ひとつ感じるのは、誰しも背負っているものがあるということだ。芳光にも、芳光を居候させてくれている伯父の広一郎にも、物語の探索の依頼主である北里可南子にも、その亡き父である北里参吾にも。
当人の置かれている状況を知っていくにつれてその人の背負っているものが何かを想像することはできるが、相手は明確には口にしないし確信を得るには至らない。現実を描写するのに「彼は悲しい」「彼女は嬉しい」という文章はあり得ない。あっても「彼は悲しそう」「彼女は嬉しそう」だ。他者の感情を断定することはできない。

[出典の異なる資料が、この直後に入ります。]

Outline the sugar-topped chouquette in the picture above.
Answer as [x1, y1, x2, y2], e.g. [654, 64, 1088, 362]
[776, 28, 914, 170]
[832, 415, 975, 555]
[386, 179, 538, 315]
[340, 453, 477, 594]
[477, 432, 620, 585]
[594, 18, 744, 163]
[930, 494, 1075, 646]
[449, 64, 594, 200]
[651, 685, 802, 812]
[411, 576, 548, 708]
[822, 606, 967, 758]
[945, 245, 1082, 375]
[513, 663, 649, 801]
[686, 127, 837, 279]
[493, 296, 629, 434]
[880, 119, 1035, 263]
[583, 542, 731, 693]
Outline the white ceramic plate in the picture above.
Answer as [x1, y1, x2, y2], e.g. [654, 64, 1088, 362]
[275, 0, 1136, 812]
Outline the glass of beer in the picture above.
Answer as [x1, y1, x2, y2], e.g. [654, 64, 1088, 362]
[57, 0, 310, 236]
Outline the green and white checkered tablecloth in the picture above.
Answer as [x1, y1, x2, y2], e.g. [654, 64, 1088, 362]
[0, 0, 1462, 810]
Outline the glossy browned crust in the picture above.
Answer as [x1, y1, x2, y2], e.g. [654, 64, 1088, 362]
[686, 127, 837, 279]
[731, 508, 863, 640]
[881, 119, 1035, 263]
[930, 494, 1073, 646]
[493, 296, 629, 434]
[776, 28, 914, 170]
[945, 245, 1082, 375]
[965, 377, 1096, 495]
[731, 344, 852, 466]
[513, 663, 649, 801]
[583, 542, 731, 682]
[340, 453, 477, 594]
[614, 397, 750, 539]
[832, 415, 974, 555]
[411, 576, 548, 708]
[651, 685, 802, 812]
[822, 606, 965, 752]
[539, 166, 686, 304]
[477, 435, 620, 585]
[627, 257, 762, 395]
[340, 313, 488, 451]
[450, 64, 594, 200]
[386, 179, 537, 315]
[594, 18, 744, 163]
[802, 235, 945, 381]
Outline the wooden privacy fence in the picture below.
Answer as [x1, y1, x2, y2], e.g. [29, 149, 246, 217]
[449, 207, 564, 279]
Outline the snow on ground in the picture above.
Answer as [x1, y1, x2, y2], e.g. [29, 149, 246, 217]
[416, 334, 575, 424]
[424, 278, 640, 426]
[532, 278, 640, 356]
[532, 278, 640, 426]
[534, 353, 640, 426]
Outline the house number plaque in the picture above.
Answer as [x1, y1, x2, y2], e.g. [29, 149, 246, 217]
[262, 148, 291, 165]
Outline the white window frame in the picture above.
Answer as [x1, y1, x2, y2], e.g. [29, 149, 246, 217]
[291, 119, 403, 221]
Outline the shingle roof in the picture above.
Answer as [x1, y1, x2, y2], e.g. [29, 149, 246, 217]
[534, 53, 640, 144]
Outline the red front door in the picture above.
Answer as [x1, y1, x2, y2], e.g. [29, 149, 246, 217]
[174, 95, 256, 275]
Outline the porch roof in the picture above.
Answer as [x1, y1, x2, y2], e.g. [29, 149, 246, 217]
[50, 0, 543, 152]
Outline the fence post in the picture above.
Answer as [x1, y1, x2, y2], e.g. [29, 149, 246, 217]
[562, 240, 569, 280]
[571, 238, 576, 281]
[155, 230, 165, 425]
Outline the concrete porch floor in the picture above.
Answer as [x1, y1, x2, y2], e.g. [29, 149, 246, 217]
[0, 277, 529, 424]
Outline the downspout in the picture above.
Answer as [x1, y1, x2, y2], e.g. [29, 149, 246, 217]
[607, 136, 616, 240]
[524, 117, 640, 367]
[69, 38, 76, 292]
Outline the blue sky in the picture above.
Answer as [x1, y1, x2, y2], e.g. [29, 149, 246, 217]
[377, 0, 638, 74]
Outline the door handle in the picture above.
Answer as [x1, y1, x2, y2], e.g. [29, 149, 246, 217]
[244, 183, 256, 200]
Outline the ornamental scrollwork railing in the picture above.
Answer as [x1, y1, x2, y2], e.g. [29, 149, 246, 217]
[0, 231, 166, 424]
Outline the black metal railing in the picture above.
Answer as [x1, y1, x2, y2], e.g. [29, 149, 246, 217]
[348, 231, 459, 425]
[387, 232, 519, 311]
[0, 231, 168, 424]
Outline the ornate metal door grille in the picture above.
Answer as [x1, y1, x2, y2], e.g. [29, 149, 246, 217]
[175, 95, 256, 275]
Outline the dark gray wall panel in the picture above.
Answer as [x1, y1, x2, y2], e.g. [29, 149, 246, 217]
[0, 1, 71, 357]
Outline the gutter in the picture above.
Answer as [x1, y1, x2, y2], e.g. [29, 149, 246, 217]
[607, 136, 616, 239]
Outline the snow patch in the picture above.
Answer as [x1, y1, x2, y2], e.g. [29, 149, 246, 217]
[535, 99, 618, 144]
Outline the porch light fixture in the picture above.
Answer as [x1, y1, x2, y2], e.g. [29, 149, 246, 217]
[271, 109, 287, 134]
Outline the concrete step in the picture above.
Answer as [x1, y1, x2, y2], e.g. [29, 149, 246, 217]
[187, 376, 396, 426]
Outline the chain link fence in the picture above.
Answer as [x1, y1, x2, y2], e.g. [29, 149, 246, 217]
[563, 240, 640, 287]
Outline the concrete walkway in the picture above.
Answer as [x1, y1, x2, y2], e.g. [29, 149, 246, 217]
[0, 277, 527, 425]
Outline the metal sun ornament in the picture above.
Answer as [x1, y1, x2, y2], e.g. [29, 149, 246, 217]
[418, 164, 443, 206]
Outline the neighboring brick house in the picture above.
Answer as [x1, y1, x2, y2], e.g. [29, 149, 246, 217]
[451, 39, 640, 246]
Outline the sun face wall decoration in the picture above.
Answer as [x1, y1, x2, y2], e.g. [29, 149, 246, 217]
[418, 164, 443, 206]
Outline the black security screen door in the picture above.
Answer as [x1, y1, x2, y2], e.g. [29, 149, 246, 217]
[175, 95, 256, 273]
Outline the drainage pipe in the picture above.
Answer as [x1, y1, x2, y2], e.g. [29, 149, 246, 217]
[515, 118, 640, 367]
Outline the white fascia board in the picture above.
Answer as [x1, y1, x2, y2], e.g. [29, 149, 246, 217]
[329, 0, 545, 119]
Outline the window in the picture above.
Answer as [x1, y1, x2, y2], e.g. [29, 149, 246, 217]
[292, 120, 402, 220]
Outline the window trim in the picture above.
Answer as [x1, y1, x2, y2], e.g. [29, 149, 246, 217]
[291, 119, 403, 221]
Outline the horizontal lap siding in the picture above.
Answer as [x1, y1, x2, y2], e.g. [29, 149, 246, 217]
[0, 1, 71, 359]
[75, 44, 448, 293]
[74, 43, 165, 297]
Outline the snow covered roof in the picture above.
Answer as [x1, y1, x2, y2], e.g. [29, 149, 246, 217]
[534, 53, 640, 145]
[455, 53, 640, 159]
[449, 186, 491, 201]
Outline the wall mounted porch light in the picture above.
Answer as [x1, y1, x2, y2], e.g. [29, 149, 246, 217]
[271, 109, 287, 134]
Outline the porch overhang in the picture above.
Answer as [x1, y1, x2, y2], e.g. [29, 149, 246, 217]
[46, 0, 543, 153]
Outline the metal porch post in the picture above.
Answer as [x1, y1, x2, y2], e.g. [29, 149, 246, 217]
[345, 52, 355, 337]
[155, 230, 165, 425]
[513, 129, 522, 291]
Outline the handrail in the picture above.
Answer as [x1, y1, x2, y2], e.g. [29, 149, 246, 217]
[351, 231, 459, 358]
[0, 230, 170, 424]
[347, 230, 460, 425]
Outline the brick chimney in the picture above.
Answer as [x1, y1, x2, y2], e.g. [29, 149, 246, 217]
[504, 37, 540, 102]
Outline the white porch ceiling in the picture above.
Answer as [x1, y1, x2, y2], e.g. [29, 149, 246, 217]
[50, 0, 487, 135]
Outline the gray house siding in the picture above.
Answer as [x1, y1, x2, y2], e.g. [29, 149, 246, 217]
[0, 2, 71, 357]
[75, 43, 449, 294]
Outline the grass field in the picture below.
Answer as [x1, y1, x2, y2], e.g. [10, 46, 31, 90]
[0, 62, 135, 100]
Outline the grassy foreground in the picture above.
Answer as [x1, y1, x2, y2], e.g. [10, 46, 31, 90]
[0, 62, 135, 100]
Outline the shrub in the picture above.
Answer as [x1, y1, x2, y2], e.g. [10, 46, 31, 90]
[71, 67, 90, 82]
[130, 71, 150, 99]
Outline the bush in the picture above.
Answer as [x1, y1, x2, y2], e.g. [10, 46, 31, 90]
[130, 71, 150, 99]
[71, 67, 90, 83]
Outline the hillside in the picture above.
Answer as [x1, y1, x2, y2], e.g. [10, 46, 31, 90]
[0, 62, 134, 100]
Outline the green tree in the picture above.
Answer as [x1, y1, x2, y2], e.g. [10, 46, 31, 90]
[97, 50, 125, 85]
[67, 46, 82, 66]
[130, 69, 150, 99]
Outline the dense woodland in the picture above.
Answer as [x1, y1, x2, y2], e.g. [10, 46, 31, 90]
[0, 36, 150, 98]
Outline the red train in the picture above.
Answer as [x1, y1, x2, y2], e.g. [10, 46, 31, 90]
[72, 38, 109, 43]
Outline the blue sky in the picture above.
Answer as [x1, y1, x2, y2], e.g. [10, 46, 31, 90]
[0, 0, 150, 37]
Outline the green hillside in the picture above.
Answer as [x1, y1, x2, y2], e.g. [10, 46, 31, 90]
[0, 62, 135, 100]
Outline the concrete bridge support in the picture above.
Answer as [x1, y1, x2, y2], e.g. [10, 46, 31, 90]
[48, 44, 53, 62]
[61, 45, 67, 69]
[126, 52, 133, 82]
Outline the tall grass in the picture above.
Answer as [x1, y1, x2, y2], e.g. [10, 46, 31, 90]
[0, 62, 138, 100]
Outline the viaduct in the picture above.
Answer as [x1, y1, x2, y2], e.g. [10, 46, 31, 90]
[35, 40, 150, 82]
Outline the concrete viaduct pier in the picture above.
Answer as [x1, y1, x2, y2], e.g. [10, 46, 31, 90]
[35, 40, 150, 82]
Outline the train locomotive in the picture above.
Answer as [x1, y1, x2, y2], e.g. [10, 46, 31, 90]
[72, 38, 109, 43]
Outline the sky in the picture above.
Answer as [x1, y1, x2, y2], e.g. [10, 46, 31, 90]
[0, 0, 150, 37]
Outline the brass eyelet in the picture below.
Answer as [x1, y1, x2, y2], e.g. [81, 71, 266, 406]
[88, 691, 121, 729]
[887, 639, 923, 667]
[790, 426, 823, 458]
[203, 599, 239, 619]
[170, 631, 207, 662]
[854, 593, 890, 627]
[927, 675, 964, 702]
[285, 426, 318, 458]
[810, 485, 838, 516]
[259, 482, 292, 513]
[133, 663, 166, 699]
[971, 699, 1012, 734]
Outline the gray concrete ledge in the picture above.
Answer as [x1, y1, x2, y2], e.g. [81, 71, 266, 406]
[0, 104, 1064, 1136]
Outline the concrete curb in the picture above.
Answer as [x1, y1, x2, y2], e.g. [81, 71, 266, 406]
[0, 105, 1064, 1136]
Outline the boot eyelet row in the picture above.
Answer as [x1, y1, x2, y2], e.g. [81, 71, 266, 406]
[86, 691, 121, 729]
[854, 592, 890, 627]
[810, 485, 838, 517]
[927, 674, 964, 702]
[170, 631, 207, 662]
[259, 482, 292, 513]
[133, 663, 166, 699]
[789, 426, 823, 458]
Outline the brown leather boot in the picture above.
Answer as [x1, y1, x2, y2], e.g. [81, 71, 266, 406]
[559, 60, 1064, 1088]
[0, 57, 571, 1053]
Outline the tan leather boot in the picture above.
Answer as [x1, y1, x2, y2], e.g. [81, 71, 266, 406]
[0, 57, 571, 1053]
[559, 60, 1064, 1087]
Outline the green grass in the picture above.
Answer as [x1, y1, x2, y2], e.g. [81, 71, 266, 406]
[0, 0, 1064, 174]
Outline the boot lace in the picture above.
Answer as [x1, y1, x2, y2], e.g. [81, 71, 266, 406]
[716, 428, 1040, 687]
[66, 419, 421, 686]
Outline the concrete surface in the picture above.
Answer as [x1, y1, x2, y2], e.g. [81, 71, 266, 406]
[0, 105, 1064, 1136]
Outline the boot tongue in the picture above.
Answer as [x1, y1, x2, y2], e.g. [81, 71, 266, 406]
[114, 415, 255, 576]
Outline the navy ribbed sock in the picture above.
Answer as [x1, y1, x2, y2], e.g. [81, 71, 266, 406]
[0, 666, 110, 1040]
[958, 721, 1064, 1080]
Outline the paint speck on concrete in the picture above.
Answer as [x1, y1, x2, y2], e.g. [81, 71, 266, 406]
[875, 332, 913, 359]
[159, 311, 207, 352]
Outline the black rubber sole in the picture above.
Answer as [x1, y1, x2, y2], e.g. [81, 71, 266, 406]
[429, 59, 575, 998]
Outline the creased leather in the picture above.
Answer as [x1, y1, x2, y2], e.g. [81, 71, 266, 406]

相手の感情を察して気遣ったり、優しくしたりすることはできるが、それは的外れですれ違うこともある。この物語は「参吾はなぜ物語を残したのか」「なぜ可南子は父の遺した物語を探すのか」が軸であるが、そういったすれ違いの物語でもある。
私たちは自分以外の人が何を感じているのか、何を考えているのかを想像することで人に優しくすることができるし、そういった気遣いが社会を成り立たせている部分もある。しかしながら、想像することがかえって失礼なことになる(「人の心情に土足で立ち入る」というような言い方もある…)場合もある。これらの境界は曖昧で地雷原を歩くようなものだったりもするのだが、そういった状況で自分はどうするか葛藤することができるのは一つの美徳だと私は思う。